Il tratto forse più caratteristico di questa sovrapposizione autobiografica è
l'enfatizzazione del ''male di vivere'' goldoniano. La critica si è recentemente
soffermata sui cosiddetti «vapori goldoniani» [38], quelle periodiche crisi, tipiche
degli uomini e delle donne di teatro che talvolta – ma non è il caso di Goldoni –
arrivano a trasformare il loro disagio nei confronti del ''mestiere'' pubblico in vere
e proprie fughe dal palcoscenico, come fu per Eleonora Duse, verso più ritirati e
solitari esili, ai limiti dell'ascesi [39]. Neanche quelle di Strehler furono fughe
verso l'ascetismo, ma certo, nelle forme più contenute di un laico contemptus
mundi, anche lui sentì spesso il bisogno di esiliarsi rispetto al mondo dello
spettacolo. E quando, al momento di lasciare il teatro Sant'Angelo per il San
Luca, sottolinea che Goldoni «è pronto per un'altra fuga, una delle sue tante»

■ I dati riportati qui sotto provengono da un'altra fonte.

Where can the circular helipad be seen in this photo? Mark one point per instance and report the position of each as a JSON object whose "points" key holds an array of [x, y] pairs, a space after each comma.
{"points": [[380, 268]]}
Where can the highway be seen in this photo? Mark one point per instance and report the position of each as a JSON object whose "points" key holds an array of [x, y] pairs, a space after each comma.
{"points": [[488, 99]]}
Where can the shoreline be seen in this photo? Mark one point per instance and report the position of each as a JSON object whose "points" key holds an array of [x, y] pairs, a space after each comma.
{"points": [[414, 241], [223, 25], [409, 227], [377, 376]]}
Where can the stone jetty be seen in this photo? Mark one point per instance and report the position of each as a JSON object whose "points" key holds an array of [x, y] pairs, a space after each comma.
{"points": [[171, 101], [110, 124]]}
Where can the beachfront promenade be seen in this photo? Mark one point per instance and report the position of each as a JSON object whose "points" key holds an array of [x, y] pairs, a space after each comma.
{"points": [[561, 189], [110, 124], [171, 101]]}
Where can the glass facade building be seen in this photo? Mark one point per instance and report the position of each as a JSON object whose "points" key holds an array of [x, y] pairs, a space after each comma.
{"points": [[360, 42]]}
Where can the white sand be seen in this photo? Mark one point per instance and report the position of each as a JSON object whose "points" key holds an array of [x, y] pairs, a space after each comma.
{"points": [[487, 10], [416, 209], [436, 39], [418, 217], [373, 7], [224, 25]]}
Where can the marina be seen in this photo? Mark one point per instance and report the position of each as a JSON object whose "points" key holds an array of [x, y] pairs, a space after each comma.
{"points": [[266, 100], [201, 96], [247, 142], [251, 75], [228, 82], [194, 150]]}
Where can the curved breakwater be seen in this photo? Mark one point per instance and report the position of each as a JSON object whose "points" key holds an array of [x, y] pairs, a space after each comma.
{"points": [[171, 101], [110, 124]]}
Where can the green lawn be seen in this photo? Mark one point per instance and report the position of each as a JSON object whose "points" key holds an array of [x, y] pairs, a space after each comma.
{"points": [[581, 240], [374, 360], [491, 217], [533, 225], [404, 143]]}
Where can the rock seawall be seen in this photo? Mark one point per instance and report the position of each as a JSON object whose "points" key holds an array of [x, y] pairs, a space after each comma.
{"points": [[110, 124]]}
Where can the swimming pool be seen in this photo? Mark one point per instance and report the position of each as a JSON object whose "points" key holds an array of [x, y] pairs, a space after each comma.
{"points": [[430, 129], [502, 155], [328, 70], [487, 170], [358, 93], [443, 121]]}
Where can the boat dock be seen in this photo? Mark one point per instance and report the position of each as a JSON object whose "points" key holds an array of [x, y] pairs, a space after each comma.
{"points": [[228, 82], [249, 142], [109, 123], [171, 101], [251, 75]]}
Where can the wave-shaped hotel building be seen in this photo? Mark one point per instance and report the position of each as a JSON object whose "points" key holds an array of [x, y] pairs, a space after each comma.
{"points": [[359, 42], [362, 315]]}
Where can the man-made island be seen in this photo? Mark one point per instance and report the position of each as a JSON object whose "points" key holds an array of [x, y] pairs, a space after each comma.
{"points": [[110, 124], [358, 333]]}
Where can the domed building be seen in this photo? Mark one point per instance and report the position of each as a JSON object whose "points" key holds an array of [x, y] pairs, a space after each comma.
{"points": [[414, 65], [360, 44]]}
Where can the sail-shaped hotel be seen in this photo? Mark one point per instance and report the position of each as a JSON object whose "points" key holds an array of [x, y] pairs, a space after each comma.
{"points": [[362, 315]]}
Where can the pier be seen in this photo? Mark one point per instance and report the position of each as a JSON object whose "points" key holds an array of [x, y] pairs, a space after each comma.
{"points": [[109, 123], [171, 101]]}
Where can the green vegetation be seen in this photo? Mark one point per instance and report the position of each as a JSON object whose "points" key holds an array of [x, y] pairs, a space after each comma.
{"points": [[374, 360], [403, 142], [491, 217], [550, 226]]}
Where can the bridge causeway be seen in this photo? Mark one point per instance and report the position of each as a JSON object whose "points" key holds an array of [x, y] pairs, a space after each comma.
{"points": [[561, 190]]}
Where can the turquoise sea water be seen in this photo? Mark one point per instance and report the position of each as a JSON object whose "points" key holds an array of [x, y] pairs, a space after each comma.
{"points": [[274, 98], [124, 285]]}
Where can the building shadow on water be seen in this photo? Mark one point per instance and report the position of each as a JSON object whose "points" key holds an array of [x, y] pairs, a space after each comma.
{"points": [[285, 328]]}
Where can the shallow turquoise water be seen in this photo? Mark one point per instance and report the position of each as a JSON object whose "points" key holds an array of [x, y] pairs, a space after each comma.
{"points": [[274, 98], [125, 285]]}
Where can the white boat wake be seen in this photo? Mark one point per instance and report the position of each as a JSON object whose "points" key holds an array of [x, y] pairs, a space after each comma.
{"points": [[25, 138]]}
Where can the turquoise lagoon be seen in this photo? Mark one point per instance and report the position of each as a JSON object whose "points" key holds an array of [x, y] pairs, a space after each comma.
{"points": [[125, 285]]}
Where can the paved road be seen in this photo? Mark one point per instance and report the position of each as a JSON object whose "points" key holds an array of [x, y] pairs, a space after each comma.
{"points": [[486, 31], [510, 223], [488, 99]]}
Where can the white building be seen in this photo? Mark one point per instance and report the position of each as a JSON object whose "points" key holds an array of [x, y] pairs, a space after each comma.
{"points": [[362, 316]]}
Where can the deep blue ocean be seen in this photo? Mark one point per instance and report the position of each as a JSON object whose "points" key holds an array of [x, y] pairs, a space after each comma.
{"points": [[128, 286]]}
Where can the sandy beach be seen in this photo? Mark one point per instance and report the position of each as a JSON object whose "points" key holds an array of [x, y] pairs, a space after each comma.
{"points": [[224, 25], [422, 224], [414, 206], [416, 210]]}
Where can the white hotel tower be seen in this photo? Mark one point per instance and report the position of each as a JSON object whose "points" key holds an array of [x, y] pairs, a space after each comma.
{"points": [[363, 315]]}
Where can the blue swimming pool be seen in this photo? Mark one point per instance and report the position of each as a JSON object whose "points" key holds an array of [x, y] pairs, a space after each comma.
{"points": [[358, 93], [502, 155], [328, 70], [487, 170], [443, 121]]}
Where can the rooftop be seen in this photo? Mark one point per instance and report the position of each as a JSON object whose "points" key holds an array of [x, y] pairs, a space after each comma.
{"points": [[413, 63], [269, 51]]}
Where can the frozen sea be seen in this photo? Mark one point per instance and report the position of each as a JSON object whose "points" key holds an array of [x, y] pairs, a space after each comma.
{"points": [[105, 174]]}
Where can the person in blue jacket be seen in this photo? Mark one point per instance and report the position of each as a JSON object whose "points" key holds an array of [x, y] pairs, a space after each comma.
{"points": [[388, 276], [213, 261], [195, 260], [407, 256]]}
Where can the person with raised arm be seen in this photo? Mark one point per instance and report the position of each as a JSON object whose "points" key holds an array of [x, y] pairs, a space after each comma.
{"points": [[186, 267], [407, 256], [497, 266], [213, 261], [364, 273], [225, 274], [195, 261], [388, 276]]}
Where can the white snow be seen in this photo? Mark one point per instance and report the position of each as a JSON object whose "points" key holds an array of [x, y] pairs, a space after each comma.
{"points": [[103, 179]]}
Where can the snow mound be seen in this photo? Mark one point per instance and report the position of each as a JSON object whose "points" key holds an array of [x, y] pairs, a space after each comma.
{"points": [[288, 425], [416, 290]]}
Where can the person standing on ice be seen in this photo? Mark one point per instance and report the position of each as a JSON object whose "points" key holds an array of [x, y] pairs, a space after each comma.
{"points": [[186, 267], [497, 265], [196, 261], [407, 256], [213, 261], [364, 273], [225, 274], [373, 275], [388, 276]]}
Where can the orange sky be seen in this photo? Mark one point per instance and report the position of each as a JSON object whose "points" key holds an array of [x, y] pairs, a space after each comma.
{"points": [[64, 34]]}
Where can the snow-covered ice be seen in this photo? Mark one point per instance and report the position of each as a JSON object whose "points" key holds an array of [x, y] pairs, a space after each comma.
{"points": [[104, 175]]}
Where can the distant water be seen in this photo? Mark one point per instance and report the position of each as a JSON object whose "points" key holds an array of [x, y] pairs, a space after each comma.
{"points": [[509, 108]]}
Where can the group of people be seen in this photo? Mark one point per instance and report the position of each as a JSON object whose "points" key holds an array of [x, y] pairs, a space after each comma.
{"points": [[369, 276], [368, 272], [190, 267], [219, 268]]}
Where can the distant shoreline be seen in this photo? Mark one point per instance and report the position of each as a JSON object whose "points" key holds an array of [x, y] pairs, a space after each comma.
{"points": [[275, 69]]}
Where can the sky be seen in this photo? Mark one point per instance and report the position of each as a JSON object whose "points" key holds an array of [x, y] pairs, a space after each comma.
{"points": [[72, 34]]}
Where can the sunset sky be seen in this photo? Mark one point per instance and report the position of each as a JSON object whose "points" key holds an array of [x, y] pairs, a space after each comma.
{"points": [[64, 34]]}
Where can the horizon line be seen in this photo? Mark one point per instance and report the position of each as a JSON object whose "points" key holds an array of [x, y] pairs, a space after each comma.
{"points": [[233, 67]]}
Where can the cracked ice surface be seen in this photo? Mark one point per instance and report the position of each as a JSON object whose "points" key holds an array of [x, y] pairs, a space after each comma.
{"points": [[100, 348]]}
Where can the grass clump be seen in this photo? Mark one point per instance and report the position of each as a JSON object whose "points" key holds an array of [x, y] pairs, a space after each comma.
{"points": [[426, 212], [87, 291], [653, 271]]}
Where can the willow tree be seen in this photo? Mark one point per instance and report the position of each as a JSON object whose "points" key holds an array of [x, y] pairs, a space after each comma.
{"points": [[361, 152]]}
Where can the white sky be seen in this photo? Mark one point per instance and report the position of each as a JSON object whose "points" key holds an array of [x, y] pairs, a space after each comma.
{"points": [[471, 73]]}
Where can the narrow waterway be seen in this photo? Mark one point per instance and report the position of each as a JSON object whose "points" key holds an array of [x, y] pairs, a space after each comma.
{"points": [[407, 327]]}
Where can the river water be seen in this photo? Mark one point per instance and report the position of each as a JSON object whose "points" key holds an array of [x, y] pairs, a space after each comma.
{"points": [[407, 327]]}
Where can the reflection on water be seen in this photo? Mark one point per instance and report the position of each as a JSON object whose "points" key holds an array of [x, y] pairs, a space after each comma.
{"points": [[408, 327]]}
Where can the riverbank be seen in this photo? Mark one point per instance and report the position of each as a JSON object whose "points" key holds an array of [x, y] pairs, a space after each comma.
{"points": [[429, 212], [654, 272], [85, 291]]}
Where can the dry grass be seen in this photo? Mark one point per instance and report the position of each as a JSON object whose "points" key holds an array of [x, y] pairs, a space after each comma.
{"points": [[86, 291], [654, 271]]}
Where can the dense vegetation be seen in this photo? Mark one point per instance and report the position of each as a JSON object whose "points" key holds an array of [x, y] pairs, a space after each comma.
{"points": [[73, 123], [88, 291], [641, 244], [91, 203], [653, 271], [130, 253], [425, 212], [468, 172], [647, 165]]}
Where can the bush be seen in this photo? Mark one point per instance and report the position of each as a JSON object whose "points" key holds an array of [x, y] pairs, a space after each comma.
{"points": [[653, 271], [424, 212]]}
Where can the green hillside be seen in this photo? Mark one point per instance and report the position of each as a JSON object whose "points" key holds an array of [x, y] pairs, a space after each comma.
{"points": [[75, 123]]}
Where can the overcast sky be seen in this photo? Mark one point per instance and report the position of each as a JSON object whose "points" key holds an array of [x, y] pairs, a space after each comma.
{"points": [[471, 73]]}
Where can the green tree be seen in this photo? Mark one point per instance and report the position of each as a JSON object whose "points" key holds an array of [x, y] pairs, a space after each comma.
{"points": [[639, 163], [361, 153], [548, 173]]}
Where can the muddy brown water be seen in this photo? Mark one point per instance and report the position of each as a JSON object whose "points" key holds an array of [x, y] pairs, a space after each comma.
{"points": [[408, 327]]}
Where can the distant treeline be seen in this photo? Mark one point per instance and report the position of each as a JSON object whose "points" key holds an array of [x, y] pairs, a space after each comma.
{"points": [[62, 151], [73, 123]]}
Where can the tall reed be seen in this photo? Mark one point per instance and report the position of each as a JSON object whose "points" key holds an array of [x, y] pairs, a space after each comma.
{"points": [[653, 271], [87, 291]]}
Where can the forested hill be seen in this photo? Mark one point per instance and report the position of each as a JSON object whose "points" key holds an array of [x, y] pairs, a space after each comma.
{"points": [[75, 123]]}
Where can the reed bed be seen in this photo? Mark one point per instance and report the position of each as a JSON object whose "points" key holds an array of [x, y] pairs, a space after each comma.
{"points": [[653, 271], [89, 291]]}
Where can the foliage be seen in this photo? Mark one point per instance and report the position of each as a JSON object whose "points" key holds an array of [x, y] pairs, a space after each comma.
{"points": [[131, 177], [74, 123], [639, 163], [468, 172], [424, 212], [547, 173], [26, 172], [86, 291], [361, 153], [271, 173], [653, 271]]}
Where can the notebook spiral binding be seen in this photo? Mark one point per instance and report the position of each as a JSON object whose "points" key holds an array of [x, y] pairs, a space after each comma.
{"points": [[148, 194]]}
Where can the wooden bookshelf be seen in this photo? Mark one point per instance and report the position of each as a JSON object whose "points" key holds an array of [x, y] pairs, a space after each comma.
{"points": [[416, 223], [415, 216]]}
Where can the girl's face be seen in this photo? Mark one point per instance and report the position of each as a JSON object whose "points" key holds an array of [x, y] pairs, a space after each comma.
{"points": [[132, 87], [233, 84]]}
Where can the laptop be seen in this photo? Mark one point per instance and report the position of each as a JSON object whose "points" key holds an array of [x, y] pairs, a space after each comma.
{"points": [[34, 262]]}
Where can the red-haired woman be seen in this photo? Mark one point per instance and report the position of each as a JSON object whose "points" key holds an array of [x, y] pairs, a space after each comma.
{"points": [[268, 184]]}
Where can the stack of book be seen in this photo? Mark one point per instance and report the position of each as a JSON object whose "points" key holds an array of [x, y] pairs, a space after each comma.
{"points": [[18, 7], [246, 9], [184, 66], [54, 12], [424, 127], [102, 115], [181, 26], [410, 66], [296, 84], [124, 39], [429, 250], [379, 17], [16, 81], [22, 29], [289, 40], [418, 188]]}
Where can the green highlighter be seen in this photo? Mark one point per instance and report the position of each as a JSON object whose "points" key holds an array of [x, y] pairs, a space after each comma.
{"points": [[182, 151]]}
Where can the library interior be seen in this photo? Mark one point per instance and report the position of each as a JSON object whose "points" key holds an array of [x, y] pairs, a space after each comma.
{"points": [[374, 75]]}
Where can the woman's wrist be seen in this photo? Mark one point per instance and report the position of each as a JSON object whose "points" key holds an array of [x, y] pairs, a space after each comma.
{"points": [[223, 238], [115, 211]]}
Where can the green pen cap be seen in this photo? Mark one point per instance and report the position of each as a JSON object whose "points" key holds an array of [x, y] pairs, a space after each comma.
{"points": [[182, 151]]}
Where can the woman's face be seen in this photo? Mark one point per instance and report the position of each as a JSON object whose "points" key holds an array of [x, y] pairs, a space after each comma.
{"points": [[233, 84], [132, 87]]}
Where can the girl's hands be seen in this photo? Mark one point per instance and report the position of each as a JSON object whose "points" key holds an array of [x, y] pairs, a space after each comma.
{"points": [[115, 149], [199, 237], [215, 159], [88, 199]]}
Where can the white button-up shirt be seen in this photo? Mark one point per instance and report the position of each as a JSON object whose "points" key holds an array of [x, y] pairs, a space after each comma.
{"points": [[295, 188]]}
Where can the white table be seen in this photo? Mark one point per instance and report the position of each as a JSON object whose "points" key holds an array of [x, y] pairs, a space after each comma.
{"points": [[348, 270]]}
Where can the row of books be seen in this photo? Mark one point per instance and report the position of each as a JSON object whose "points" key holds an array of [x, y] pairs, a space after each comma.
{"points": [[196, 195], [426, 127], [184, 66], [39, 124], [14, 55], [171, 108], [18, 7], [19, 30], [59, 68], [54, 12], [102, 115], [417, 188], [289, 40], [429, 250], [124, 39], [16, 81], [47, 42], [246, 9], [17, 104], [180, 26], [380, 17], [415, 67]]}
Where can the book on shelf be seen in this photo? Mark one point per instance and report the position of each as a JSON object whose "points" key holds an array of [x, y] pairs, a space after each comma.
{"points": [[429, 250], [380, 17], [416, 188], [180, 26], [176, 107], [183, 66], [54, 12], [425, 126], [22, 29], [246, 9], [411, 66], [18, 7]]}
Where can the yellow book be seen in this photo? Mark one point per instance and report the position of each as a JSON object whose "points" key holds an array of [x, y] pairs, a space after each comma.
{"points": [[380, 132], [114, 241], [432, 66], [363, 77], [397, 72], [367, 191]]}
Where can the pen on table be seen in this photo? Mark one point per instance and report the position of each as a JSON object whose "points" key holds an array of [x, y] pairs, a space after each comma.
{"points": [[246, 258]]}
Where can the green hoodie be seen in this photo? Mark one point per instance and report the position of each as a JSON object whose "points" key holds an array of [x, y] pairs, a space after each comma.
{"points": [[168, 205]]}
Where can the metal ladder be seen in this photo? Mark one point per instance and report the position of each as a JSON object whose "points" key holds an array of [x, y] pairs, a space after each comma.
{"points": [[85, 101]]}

[40], ci pare di sentire risuonare in quella frase un'eco di valutazioni strettamente
personali. Tanto più che il riferimento alla malattia nevrotica, quei citati «vapori»,
non solo appare fin dal Primo Episodio di questo copione quando il personaggio
rievocato da Goldoni e da Strehler è ancora giovane, ma acquista un
rilievo fortemente sottolineato: «Quella volta fui colpito, per la prima volta, da
grave malattia. Soffrii, si può dire, sempre da allora, e fieramente, la malattia dei
vapori neri; effetti ipocondriaci crudeli che mi lasciavano incapace di qualsiasi
azione. Essi arrivavano all'improvviso e se ne andavano così, come erano venuti.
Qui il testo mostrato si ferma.